Artificial Intelligence is a wonderful thing: It saves us time when booking flights, helps streamline customer service and it’s set to revolutionize the future of driving. Heck, it’s what put us here in the first place – and we’re pretty great. Whether or not you’ve already embraced AI, it’s safe to say it’s going to be around for a while.
Like any disruptive technology that came before it, AI’s promise to solving a variety of problems is inseparable from the fact it’s bound to create new ones. Even just looking at the examples above of industries where robots have already penetrated, we’re certain to face more challenges in regulation, consumption and competition as AI is perfected. Not to mention, more tasks completed by AI means fewer tasks will be completed by humans. Yes, that includes you.
Should you be scared?
Surely, not every human role is up for grabs in an AI world, right? Sorta, and that’s where you need to do some research. Let’s say you’re a kindergarten teacher; maybe the warmth and compassion you extend to your classroom can’t be replicated by a machine (for the time being), but there are aspects of your job that a computer could do much quicker and better, making fewer mistakes along the way: From a lunch-serving robot that has infallible attention to allergies and dietary restrictions to a staggeringly efficient machine monitoring several safety hazards simultaneously.

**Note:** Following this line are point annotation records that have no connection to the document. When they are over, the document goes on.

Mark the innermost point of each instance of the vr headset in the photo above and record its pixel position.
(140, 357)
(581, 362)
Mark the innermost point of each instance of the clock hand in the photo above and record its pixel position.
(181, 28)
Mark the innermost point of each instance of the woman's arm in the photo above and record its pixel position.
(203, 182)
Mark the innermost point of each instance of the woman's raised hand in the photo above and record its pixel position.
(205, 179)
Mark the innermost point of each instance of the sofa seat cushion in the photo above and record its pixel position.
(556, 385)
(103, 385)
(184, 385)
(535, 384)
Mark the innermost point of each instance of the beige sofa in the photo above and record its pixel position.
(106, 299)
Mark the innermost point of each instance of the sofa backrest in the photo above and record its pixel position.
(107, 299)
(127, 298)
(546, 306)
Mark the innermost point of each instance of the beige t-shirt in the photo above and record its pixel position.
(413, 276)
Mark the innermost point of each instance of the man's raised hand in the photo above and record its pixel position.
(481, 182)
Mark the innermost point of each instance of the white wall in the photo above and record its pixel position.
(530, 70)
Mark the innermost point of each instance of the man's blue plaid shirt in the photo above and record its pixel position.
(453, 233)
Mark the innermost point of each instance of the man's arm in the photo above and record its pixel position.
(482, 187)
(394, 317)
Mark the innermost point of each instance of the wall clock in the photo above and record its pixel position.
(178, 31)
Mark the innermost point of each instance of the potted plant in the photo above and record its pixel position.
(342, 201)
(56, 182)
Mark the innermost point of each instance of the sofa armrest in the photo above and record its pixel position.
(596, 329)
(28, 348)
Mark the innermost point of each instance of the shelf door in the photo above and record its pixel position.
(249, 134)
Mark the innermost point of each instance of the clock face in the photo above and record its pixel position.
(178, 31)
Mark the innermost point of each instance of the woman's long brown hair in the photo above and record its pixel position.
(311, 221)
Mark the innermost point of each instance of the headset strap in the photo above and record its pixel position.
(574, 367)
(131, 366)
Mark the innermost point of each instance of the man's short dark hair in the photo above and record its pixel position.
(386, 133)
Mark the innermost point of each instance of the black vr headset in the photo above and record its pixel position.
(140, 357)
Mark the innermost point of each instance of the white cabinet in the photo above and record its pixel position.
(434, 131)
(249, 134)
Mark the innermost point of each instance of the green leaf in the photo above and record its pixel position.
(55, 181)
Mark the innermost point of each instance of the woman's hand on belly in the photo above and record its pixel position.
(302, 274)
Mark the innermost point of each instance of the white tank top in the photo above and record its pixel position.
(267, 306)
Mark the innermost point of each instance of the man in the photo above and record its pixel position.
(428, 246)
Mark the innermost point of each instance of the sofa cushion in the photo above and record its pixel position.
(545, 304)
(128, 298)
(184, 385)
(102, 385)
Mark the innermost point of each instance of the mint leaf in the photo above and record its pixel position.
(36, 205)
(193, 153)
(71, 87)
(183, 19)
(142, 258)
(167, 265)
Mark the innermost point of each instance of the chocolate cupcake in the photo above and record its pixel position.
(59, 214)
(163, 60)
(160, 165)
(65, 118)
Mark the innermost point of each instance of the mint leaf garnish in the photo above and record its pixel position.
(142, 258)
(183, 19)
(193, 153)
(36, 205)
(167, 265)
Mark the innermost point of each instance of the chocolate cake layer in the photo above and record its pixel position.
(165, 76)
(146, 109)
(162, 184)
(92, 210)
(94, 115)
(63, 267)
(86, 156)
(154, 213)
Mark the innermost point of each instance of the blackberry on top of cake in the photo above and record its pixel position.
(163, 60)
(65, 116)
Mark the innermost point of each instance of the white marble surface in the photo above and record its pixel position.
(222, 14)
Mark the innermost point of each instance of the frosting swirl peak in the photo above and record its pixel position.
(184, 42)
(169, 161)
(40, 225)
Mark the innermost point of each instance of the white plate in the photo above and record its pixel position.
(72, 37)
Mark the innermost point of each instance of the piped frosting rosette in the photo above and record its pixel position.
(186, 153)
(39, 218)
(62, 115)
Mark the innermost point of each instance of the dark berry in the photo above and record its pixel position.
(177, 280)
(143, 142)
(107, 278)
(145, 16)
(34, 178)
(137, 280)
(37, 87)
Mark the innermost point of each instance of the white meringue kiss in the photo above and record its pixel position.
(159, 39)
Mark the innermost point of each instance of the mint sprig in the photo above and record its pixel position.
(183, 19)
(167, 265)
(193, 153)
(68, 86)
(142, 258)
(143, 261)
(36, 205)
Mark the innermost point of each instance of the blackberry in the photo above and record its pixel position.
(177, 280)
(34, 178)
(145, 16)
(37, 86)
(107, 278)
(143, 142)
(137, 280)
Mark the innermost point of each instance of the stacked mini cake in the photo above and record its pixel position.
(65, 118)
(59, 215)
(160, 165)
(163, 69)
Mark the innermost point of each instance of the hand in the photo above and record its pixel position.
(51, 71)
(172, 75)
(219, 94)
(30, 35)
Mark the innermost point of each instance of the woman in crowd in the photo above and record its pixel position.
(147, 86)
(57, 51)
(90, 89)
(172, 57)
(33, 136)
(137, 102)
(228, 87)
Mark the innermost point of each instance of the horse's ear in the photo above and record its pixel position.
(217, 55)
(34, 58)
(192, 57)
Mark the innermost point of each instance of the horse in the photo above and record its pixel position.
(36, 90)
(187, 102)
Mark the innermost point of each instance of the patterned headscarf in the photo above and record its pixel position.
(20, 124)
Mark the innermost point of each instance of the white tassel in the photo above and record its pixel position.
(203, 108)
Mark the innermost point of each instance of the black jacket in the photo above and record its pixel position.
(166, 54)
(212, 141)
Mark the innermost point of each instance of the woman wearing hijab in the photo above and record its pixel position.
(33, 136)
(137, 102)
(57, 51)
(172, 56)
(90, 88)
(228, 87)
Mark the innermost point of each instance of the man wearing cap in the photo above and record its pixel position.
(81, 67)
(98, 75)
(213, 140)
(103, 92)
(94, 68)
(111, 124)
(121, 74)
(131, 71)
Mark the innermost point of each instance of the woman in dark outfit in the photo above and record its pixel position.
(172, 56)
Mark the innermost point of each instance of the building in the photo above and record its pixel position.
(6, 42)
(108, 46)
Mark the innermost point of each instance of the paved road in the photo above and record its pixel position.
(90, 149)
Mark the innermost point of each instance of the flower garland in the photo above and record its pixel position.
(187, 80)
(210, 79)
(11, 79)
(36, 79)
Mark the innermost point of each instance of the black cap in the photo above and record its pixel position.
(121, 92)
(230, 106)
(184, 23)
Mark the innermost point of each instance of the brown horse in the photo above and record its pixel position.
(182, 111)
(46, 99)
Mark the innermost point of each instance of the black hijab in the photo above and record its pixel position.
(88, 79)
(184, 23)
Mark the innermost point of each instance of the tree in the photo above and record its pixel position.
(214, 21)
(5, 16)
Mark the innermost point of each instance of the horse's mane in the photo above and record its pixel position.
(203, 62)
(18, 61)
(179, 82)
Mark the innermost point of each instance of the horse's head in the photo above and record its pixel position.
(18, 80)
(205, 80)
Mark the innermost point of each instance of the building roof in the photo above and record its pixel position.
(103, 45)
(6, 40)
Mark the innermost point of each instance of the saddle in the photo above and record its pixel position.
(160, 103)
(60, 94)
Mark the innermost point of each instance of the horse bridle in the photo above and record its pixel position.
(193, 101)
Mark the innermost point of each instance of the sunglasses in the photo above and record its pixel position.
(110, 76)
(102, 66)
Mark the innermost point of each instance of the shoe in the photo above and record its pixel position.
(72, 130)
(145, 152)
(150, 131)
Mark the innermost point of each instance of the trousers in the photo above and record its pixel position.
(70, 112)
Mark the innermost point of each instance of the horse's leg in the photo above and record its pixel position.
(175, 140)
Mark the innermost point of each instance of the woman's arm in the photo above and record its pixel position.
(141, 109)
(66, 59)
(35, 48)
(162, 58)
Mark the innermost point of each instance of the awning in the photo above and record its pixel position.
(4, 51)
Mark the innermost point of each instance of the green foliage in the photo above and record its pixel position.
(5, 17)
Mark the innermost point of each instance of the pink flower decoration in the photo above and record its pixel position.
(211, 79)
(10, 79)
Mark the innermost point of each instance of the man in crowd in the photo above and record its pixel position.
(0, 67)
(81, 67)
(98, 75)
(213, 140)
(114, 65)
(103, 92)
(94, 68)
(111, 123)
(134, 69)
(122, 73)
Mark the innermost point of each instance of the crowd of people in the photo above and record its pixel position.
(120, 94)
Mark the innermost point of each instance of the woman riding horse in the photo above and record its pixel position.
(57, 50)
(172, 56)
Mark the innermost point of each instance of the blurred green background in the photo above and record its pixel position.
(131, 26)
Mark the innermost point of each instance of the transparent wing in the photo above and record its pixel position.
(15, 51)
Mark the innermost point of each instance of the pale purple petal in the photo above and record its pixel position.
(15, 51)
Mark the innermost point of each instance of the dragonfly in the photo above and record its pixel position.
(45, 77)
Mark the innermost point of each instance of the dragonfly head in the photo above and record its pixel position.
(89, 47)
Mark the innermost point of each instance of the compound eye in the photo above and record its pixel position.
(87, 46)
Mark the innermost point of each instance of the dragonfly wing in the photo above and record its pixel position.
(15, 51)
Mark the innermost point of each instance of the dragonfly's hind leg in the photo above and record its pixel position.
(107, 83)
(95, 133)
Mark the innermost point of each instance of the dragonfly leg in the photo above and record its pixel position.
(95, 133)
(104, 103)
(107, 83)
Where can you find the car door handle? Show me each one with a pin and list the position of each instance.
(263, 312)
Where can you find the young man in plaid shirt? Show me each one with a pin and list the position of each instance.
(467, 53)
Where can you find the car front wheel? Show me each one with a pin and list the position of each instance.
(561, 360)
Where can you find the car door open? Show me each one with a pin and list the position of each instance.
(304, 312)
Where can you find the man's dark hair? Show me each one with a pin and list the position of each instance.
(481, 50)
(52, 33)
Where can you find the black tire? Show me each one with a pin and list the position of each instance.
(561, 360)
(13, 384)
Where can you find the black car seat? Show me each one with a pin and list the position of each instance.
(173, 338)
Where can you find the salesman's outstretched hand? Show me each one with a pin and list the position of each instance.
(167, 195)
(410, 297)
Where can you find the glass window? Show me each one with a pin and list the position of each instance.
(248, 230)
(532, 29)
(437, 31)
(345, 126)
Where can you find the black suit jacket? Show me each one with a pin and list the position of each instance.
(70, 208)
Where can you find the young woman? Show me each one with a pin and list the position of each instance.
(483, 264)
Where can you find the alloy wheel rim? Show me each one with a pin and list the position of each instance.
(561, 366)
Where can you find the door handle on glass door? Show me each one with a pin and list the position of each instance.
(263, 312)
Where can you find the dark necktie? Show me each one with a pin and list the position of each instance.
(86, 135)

Similar examples can be drawn for programmers, attorneys, construction workers, brokers, medical staff and even creatives, all of whom may soon see significant portions of their jobs automated. From there, the road to redundancy is long, but it only goes in one direction. Instead of becoming discouraged or trying to develop super-human attention to detail, stamina and response time, it’s best to take a more thoughtful approach. Map the areas where AI is potentially going to move in on your turf, and brace for impact.
Go on the offense
Review and hone your skills in time, to avoid becoming a casualty. If you’re a cashier, this probably means finding another career sooner rather than later, but even highly skilled jobs are at risk of redundancy, including paralegals, nurses and financial advisors (sorry, not sorry). For them, it’s all about focusing on particular skills that are not yet within the tech’s reach.
Essentially, we recommend undergoing a reskilling process: Gradually acquiring new skills that have a lower potential of being automated in the near future. Most experts point to complex problem solving as a function well outside the scope of machines, and to become truly great at this you’ll need a mix of flexibility, experience, and know-how. If you’re a teacher, this means using empathy to diffuse various situations; if you’re a realtor, it’ll be best to sharpen your negotiation skills. If you’re a judge, you’re good.
The many upsides
We promise it’s not all bad. An AI-enabled world holds promise for society and individuals: New jobs, new training methods, and new practices are all bound to come into play in the coming decades. AI is also forecasted to elevate the playing field for humans, now that most menial, repetitive tasks will be taken care of. Most importantly, alleviation from these tasks could decrease burnout, contribute to more sound work-life balance, and open doors to more fulfilling careers. Ultimately, AI stands to shine a light on the unique, intrinsic value of human work – have something to show for it.